Oleh karena itu umumnya ISO normal hanya dipakai saat pemotretan outdoor
di siang hari.
Untuk
mengukur cahaya, istilahnya metering, kamera memiliki sistem pengukur
cahaya (light meter) yang menginformasikan seberapa banyak cahaya yang
akan masuk mengenai sensor. Apabila cahaya yang diterima sensor terlalu
rendah (kadang kamera memberi warning low light pada layar LCD) maka
pilihan yang ada untuk menjaga exposure adalah dengan memperbesar
diafragma, melambatkan shutter, dan/atau menaikkan nilai ISO. Pada
kamera saku yang serba otomatis, nilai shutter dan diafragma akan
ditentukan secara otomatis oleh kamera berdasarkan hasil pengukuran
cahaya. Apabila pada kondisi kurang cahaya kombinasi shutter dan
diafragma tidak mampu menghasilkan exposure yang tepat, barulah nilai
ISO perlu dinaikkan. Apabila mode ISO pada kamera diset ke AUTO, maka
kamera akan menaikkan nilai ISO secara otomatis. Pada kamera yang
memungkinkan untuk dapat menentukan nilai ISO secara manual, nilai ISO
yang lebih tinggi dapat kita pilih dalam faktor kelipatan mulai dari
200, 400, 800, 1600 hingga 3200. Bahkan kini kamera digital terbaru
mulai menawarkan kemampuan ISO 6400 untuk sensitivitas ekstra tinggi.
Perlu
dicatat bahwa dengan nilai ISO yang lebih tinggi juga memungkinkan
pemotretan dengan kecepatan shutter yang lebih cepat. Hal ini
dikarenakan ISO tinggi memberikan sensitivitas tinggi sehingga kamera
tidak memerlukan banyak cahaya untuk mendapat exposure yang tepat.

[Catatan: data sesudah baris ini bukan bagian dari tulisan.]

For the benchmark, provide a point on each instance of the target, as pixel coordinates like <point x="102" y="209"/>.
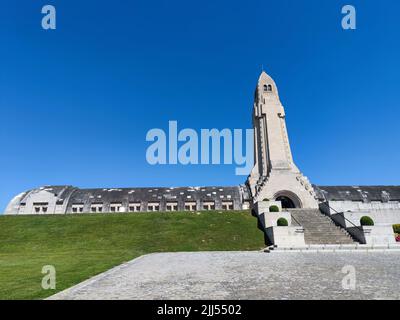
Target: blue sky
<point x="76" y="103"/>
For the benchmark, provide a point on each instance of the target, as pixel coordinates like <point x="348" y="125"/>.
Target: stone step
<point x="320" y="229"/>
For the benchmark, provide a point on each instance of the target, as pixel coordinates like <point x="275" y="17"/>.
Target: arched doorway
<point x="289" y="199"/>
<point x="287" y="203"/>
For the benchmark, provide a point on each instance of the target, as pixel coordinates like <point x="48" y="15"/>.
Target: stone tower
<point x="275" y="176"/>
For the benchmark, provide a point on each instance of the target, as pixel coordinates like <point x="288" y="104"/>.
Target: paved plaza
<point x="245" y="275"/>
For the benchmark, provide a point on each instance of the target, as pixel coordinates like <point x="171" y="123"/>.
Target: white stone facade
<point x="274" y="174"/>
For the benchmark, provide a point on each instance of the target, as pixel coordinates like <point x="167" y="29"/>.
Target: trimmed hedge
<point x="273" y="208"/>
<point x="366" y="221"/>
<point x="282" y="222"/>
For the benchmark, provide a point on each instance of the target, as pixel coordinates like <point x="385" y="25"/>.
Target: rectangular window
<point x="172" y="206"/>
<point x="77" y="208"/>
<point x="190" y="206"/>
<point x="40" y="207"/>
<point x="115" y="207"/>
<point x="227" y="205"/>
<point x="153" y="206"/>
<point x="209" y="205"/>
<point x="134" y="207"/>
<point x="96" y="207"/>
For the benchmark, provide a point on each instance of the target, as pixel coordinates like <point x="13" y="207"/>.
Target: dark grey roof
<point x="153" y="194"/>
<point x="358" y="193"/>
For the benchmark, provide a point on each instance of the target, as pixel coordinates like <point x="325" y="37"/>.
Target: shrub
<point x="274" y="209"/>
<point x="282" y="222"/>
<point x="366" y="221"/>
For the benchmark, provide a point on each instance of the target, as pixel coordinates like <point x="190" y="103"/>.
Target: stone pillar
<point x="274" y="174"/>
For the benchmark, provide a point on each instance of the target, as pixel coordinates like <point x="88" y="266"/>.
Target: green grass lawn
<point x="81" y="246"/>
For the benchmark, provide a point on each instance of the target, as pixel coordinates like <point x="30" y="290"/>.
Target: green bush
<point x="274" y="209"/>
<point x="282" y="222"/>
<point x="366" y="221"/>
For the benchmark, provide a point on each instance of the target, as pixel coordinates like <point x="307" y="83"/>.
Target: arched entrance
<point x="287" y="203"/>
<point x="288" y="199"/>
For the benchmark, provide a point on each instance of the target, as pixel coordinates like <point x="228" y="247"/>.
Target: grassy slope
<point x="80" y="246"/>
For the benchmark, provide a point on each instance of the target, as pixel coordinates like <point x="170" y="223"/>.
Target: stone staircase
<point x="319" y="228"/>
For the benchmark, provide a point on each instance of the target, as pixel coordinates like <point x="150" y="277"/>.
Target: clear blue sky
<point x="76" y="103"/>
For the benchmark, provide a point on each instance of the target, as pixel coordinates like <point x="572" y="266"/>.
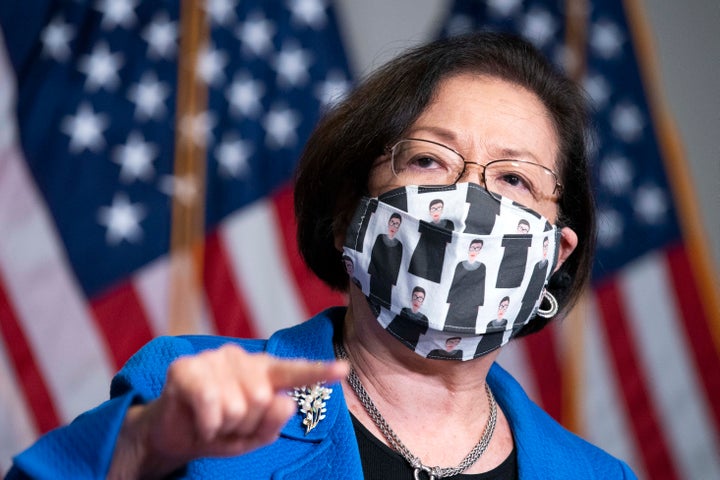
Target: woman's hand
<point x="220" y="402"/>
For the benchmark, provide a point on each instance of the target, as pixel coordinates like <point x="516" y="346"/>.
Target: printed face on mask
<point x="471" y="274"/>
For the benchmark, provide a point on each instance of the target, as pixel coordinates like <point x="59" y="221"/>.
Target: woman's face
<point x="485" y="119"/>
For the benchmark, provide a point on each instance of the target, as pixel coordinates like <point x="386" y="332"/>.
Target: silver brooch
<point x="312" y="403"/>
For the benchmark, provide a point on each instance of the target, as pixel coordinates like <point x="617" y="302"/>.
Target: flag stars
<point x="244" y="96"/>
<point x="221" y="12"/>
<point x="308" y="12"/>
<point x="503" y="8"/>
<point x="606" y="39"/>
<point x="149" y="97"/>
<point x="135" y="158"/>
<point x="161" y="36"/>
<point x="281" y="124"/>
<point x="232" y="155"/>
<point x="292" y="64"/>
<point x="627" y="122"/>
<point x="101" y="68"/>
<point x="210" y="65"/>
<point x="256" y="34"/>
<point x="117" y="13"/>
<point x="56" y="37"/>
<point x="85" y="129"/>
<point x="539" y="27"/>
<point x="122" y="220"/>
<point x="610" y="228"/>
<point x="651" y="204"/>
<point x="333" y="88"/>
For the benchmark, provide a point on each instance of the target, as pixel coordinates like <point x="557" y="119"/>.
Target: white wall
<point x="687" y="40"/>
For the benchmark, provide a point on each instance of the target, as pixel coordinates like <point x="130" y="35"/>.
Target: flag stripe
<point x="664" y="354"/>
<point x="260" y="268"/>
<point x="121" y="317"/>
<point x="644" y="418"/>
<point x="544" y="361"/>
<point x="32" y="383"/>
<point x="314" y="293"/>
<point x="225" y="301"/>
<point x="605" y="414"/>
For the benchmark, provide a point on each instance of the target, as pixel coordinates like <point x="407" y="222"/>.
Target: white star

Shutter cepat ini bermanfaat untuk membuat objek yang bergerak jadi
nampak diam. Istilahnya, membekukan objek (lihat gambar perbandingan di
samping). Penggunaan ISO rendah (misalnya ISO 100) akan membuat shutter
kurang cepat (misal 1/20 detik) untuk mampu menangkap gerakan si anak.
Dengan menaikkan ISO (misal ISO 800), didapat nilai shutter yang lebih
cepat (misal 1/200 detik) sehingga si anak jadi nampak diam. Terkadang
pada kamera yang tidak dilengkapi stabilizer, pemakaian ISO tinggi juga
dapat dimanfaatkan untuk mencegah gambar menjadi blur. Dengan ISO tinggi
diharapkan getaran tangan yang biasanya rawan membuat gambar blur bisa
dihindari karena shutter yang lebih cepat.
Sayangnya
peningkatan ISO juga akan membawa efek negatif yang tidak diinginkan.
Meningkatkan ISO berarti meningkatkan sensitivitas sensor, sehingga
sinyal yang lemah pun dapat menjadi kuat. Masalahnya, pada proses kerja
sensor juga menghasilkan noise yang mengiringi sinyal aslinya. Bila ISO
dinaikkan, noise yang awalnya kecil pun akan ikut menjadi tinggi. Noise
yang tinggi akan tampak mengganggu pada hasil foto dan muncul berupa
titik-titik warna yang tidak enak untuk dilihat. Masalah noise ini akan
lebih parah apabila jenis sensor yang digunakan adalah sensor berukuran
kecil, seperti yang umum dipakai pada kamera saku. Kenapa? Karena sensor
kecil memiliki ukuran titik/piksel yang kecil juga, dan secara teori
piksel kecil lebih rentan terhadap noise dibandingkan piksel berukuran
lebih besar. Oleh karena itulah kamera digital SLR lebih baik dalam
menghasilkan foto pada ISO tinggi, karena kamera DSLR memakai sensor
yang lebih besar (dan lebih mahal biaya produksinya).
Apa
yang dapat dilakukan untuk mengatasi noise? Pertama tentunya sebisa
mungkin hindari pemakaian ISO terlalu tinggi. Namun apabila terpaksa
mamakai ISO tinggi, kamera digital masa kini telah memiliki sistem
pengurang noise (Noise Reduction/NR) yang secara otomatis akan mencoba
memperhalus hasil foto sebelum disimpan menjadi sebuah file. Tiap merk
kamera punya ‘pendekatan’ tersendiri untuk mengatasi noise ini. Bisa
jadi merk A akan sedikit menerapkan NR sehingga foto tampak masih agak
noise namun memiliki detail lebih baik. Merk B bisa saja memakai NR
terlalu berlebih sehingga foto yang dihasilkannya bersih dari noise
namun detilnya ikut hilang. Sayangnya sampai saat ini belum ada metoda
NR yang mampu menghilangkan noise namun sekaligus mempertahankan detail
foto dengan sama baiknya. Apabila untuk kebutuhan fotografi ternyata
banyak membuat foto dengan memakai ISO tinggi, sebaiknya memakai kamera
profesional dengan sensor berukuran besar (2/3 inci, APS-C atau Full
Frame 35mm) yang memiliki Signal to Noise ratio yang baik, sehingga efek
dari noise ini dapat dikurangi.
Kesimpulan
Nilai ISO dalam fotografi digital menyatakan sensitivitas dari sensor yang dipakai pada kamera digital.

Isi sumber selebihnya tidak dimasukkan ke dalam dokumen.